In a review article in Academic Medicine,(2) Mundinger claimed "APNs - whose advanced primary care is delivered with full accountability and is indistinguishable from such care delivered by physicians - offer a different style of practice, which involves caring, nurturing, support, engagement with patients, attention to illness prevention and health promotion, and patient education."

Mundinger was the lead author of the study that claimed outcomes of patients seen by nurse practitioners in ambulatory settings were comparable to those seen by primary care physicians.(3) The study received wide attention, although its external validity was questioned.(4)

Mundinger's advocacy of nurse practitioners as substitutes for and superiors to physicians is helpful for the managed care organizations Alper criticized. Nurse practitioner care currently costs less than physician care. Although physicians have not always loudly expressed their doubts about managed care, as Alper noted above, nurses are not likely to be more vocal.

But while I read Alper's commentary, and then Mundinger's writing, a small voice in my head reminded me that I had just seen her name before. But where?

Ah yes, it was here. A while back, we commented on the irony that Donna Shalalaw, living the good life as president of the University of Miami, was as on the board of directors of UnitedHealth Group, a large commercial managed care organization whose public mission includes making health care more "affordable," while the University of Miami's outsourced maintenance workers, including those who worked at its medical center, had no medical insurance.

On the roster of UnitedHealth Group's board of directors also was the name of Mary O'Neill Mundinger DrPH. She has been on the board since 1997. If one goes to the Columbia University School of Nursing web-site, Dr Mundinger's biographical page does include her directorships (of Welch Allyn, Gentiva Health Systems, Cell Therapeutics as well as UnitedHealth Group). However, none of the articles cited below(1-3) mention her seemingly important conflict of interest.
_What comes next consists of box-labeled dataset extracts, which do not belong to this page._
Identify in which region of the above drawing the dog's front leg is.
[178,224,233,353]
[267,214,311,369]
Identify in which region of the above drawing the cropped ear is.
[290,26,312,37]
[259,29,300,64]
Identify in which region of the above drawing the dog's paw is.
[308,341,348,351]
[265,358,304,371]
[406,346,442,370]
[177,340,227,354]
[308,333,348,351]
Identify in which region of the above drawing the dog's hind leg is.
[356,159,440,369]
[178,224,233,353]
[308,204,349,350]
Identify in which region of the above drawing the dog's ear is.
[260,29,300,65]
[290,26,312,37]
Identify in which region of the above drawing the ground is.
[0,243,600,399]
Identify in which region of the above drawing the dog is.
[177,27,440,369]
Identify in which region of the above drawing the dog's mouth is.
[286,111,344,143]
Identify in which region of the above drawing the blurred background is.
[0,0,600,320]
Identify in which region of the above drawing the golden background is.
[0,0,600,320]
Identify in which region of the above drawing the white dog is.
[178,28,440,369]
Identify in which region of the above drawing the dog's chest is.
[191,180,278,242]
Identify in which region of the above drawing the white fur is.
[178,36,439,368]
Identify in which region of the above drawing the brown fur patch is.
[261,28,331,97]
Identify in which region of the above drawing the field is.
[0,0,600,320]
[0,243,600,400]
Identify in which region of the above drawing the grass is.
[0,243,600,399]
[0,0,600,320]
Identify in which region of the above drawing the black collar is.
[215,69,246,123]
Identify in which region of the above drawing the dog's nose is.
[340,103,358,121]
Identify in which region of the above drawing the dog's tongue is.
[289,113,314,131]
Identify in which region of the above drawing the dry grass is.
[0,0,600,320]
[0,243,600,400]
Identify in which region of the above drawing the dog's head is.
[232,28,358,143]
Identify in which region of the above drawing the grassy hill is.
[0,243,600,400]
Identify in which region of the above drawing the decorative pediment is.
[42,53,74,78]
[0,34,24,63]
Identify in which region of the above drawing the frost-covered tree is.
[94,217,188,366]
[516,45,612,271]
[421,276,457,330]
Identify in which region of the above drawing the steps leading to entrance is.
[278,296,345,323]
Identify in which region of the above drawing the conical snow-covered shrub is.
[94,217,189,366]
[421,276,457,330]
And Dr Alper informed me he saw nothing about it in the book chapter she wrote that he critiqued.

Thus, she has had a fiduciary duty to UnitedHealth Group and its stock-holders since 1997. And it would clearly seem to be in the interest of UnitedHealth Group to reduce its costs by paying for more care by nurse practitioners, and less by physicians. So how much of Mundinger's advocacy of advanced practice nurses to replace physicians is based on her academic work, and how much is based on her duties to UnitedHealth? I cannot tell.
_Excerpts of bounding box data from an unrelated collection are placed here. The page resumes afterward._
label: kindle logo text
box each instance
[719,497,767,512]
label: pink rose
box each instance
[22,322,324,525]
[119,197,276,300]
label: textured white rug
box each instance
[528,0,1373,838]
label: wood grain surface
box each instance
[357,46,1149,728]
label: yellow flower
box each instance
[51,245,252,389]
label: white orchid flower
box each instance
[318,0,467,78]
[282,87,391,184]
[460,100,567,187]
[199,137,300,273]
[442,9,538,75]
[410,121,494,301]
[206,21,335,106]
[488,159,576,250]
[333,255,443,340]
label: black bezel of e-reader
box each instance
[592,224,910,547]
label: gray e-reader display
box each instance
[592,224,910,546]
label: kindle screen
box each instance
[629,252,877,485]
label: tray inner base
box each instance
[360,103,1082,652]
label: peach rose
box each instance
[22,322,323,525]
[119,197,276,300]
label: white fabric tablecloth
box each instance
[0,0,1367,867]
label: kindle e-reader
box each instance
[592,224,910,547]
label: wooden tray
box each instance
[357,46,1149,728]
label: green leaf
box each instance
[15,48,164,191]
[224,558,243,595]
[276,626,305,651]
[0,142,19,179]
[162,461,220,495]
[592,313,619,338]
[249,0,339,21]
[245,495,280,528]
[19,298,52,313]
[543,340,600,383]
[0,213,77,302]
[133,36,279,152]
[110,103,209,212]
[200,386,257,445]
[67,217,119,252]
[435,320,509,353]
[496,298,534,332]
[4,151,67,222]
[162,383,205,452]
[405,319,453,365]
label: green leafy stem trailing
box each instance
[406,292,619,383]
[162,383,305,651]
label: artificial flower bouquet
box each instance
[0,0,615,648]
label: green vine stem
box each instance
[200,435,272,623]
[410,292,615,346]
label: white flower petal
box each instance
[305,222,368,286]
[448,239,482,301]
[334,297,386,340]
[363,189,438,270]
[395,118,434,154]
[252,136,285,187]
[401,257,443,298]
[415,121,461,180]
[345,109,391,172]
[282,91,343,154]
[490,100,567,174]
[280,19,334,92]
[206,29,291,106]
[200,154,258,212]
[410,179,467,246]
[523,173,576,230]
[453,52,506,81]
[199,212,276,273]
But readers of her work up to now would never have thought of this question, unless they fortuitously had learned about her responsibilities to UnitedHealth from some other source.

In summary, it seems that the more one looks, the more examples one finds of leaders of academic health care organizations who also are directors of health care companies. Yet these often influential figures have not always revealed their conflicts when writing about health care, even when their works relate to the interests of the companies whose interests they are legally bound to protect. So how much of their influential work reflects their professional and academic research and beliefs, and how much reflects their fiduciary responsibilities to commercial organizations? Inquiring minds really want to know.

References
1. Mundinger MO. Toward a quality workforce. Pediatrics 2003; 112: 416-418.
2. Mundinger MO. Twenty-first century primary care: new partnerships between doctors and nurses. Acad Med 2002; 77: 776-780.
3. Mundinger MO et al. Primary care outcomes in patients treated by nurse practitioners or physicians: a randomized controlled trial. JAMA 2000; 283:59-68.
4. Sox HC. Independent primary care practice by nurse practitioners. JAMA 2000;283:106-108.